Ci dividiamo secondo le postazioni concordate la sera prima: Teresio sull’altana sul campo di mais, solcato dallo stradello su cui era impressa l’unghiata. Renato all’uscita del bosco, sul confine della zona, dove gli ultimi campi seminati si confondono con le propaggini del parco che inizia a meno di un chilometro. Io sull’altana che guarda il “campo dei caprioli” (da noi così denominato perché la sua soia attrae numerosi folletti). Dalla mia postazione si vede molto bene la porzione di bosco che fa da “tangenziale” per accedere ai campi, tappa obbligata, secondo i nostri calcoli, per il rientro del branco dopo la pastura notturna. È ancora buio, non fa caldo e non si sentono zanzare. Questi minuti di pace in attesa del mattino (e non solo!) mi ripagano del sacrificio della sveglia.
Quando il cielo diventa blu cobalto inizio a decifrare le sagome: le betulle laggiù, una volpe sotto la mia altana, in lontananza un trenino di punti neri… cinghiali! Col binocolo vedo quasi nulla, inquadro con l’ottica, la cui luminosità mi permette di decifrare la scena: un branco di cinghiali, verosimilmente una grossa scrofa con porcastri intorno ai trenta chili, sta rientrando nel bosco, senza passare da quello che secondo me era un passaggio obbligato.

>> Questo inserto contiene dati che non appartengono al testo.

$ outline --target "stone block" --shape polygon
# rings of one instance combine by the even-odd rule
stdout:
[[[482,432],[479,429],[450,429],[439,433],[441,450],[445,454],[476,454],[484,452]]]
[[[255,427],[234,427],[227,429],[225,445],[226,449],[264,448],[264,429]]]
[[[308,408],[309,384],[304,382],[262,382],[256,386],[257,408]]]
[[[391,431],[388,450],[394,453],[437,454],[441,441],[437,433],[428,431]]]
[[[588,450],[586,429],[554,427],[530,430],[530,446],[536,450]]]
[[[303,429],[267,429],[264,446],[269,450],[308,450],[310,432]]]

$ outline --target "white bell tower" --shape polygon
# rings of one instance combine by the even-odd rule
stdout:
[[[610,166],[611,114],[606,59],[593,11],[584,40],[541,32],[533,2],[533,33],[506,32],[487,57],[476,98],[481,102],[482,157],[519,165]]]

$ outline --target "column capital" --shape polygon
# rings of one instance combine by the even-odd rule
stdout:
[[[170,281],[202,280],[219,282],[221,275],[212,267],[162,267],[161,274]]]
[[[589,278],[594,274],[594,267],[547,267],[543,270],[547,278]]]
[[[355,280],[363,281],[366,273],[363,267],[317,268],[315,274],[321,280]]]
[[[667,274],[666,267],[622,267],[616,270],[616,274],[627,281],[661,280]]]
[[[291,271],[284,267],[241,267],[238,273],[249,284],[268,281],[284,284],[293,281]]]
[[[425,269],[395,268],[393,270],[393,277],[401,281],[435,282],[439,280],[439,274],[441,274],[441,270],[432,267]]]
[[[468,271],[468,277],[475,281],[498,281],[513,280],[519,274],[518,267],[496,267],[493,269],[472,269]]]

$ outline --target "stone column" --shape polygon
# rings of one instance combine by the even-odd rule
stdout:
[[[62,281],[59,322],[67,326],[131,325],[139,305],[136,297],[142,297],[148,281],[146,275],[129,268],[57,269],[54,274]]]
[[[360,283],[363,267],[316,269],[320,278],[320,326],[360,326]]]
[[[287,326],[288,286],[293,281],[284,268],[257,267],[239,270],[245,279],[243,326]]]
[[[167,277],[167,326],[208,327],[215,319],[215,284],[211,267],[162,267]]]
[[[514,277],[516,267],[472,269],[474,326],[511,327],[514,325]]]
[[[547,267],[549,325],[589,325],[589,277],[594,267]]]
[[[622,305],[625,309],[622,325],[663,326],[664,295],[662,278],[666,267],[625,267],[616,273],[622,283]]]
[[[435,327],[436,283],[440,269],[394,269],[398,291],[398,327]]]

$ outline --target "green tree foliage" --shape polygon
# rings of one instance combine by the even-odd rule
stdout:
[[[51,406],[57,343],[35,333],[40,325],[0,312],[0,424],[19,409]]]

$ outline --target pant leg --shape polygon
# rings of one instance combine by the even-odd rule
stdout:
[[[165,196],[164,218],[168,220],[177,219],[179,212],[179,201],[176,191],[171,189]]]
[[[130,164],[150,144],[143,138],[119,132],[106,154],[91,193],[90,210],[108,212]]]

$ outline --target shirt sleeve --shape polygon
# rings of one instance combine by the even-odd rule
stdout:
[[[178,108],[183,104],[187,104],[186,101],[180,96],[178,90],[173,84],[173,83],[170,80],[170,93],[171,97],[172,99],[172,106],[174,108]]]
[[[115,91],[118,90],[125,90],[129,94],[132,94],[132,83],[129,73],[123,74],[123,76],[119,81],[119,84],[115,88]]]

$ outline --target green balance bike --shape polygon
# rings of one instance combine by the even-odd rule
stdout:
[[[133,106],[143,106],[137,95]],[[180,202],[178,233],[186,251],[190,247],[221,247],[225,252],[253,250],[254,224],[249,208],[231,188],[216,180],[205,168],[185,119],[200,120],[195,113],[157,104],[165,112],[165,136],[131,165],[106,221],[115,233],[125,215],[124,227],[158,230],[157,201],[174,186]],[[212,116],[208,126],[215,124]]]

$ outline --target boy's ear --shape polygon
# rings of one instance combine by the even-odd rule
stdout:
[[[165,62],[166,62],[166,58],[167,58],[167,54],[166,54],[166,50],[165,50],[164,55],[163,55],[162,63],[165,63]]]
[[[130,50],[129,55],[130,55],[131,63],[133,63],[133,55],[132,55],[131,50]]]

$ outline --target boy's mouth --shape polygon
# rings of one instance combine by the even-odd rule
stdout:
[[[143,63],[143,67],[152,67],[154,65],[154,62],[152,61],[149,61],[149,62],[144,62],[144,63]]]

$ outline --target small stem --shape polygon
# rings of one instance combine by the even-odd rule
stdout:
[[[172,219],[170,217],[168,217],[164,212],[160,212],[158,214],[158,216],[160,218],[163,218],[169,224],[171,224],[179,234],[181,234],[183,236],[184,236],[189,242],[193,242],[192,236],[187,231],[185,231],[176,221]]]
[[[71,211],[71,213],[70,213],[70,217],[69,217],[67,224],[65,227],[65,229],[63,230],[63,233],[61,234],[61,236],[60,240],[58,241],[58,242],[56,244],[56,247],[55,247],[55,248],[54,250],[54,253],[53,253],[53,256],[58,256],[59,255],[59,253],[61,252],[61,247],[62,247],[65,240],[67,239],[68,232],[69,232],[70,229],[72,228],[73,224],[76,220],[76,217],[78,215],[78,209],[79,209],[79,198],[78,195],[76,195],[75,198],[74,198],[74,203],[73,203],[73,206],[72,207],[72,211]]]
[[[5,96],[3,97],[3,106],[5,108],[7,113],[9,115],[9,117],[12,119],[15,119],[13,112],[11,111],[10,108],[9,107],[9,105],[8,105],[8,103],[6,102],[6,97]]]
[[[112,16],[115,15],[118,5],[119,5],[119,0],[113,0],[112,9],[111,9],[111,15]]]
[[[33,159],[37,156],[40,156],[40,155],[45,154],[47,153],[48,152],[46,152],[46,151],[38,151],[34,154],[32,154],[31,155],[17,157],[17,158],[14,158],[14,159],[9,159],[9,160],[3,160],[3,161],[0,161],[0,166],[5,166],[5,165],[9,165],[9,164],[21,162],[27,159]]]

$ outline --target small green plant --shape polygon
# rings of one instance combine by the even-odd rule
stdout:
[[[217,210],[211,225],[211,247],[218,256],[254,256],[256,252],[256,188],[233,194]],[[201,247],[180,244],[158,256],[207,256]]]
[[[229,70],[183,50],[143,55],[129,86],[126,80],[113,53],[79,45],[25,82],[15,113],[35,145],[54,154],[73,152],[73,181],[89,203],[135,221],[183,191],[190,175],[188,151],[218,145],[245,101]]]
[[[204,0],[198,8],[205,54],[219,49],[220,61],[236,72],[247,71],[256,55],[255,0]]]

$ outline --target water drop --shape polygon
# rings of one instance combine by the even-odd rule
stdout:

La distanza stimata con il binotelemetro è di circa 300 metri. Non mi sfiora minimamente l’idea di sparare, in primis per la distanza ma soprattutto per la scarsa visibilità. È ancora troppo buio. In oltre se sparassi ora, rischierei di cambiare la direzione del branco che, ad occhio e croce, sembra dirigersi proprio in direzione di Renato.
Il boato della carabina di Renato conferma che le mie previsioni erano giuste. Pochi minuti dopo che il branco era uscito dal mio campo visivo, la palla del 308 del mio socio ha colpito uno dei porcastri. Niente di fatto, per me e Teresio, e uno a zero anche per il grosso verro che probabilmente ancora si aggira per le colline. “E’ un animalotto piccolo” commentiamo insieme, e nel comporre le spoglie con lo sguardo ci soffermiamo a controllare le scapole. Vuoi mai che, visto che per mesi e mesi non hanno lasciato tracce… fossero davvero cinghiali volanti!